The lawsuit also states Robinson and Osterlund didn’t actually present the Oregon DOJ with any evidence that the longtime city fire chief did anything wrong.
The lawsuit goes on to say Smith had a role in distributing pamphlets during the City of Toledo’s local festival in mid-July stating Ewing acted in a dishonest, immoral and criminal manner and that his behavior led to his being fired. He was not given an impartial hearing to combat the allegations in court.
The second lawsuit against the city’s leaders comes with just days to go until the recall election against Smith and city councilors Terri Strom and Deanne Dunlap.
Letters of justification submitted by Strom, Smith and Dunlap cast light on the elected officials’ mindsets going into the special election.

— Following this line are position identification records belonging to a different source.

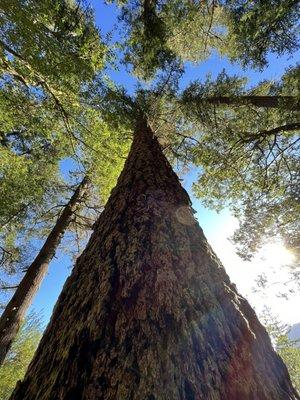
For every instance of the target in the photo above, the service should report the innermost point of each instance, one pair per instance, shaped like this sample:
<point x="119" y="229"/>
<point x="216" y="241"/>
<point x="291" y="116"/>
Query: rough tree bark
<point x="14" y="313"/>
<point x="149" y="312"/>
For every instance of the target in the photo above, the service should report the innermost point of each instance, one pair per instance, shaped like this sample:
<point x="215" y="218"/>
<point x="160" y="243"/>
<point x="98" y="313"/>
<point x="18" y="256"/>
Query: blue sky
<point x="217" y="227"/>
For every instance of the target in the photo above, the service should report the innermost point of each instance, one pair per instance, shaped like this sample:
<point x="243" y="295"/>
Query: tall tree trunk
<point x="149" y="312"/>
<point x="14" y="313"/>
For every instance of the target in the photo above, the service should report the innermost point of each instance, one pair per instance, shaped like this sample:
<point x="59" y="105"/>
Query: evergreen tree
<point x="167" y="322"/>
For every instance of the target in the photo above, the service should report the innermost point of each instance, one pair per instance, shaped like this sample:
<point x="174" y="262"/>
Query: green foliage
<point x="158" y="32"/>
<point x="19" y="356"/>
<point x="53" y="45"/>
<point x="288" y="350"/>
<point x="165" y="33"/>
<point x="256" y="27"/>
<point x="48" y="51"/>
<point x="249" y="158"/>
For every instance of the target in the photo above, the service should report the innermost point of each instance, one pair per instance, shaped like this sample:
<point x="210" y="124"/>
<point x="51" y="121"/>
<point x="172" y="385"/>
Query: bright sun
<point x="276" y="254"/>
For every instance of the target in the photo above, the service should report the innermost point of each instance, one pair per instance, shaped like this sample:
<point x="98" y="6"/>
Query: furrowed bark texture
<point x="149" y="312"/>
<point x="14" y="312"/>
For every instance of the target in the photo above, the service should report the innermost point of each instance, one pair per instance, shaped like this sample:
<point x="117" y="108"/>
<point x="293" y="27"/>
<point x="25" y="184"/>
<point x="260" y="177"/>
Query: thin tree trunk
<point x="14" y="313"/>
<point x="149" y="312"/>
<point x="290" y="103"/>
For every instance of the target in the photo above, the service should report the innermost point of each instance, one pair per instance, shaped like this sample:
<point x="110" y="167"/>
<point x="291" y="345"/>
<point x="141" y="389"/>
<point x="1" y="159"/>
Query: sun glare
<point x="276" y="254"/>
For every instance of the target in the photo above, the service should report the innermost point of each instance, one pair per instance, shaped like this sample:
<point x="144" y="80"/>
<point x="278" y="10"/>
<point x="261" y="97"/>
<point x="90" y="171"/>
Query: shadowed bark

Statements of justification, which all three provided to Toledo City Hall in August, refute claims from a group of city residents who, according to the statements of justification, support former city employees who were fired or resigned in the last year.
“Many good people in this community, who have considered the truthful information legally disclosed to the public, have found the behaviors of three disgruntled former city employees reprehensible,” said the statement from Dunlap. “Good people in this community regard Mayor Smith and Councilors Strom and Dunlap as citizens who practice public service and community involvement.”
The recall was scheduled after alleged mismanagement at Toledo City Hall on the part of the council and Smith. Just a few of the allegations against Dunlap, Strom and Smith range from ethics law violations to fiscal irresponsibility to questionable personnel practices.
A group of incensed Toledo residents, Take Back Toledo, started circulating petitions this summer to get Dunlap, Strom and Smith recalled after Chavarria, Bryant and Ewing left their jobs with the city. Smith, Dunlap and Strom view members of Take Back Toledo as supporters of the former city employees and see the recall election as the group trying to put in new city officials who will, in turn, fire Martin.
“The actual goal of this recall is to replace three members of the City Council with supporters of three former city employees who want our city manager fired,” said the statement of justification from Smith. “Formal investigations concluded that he is performing his duties correctly.”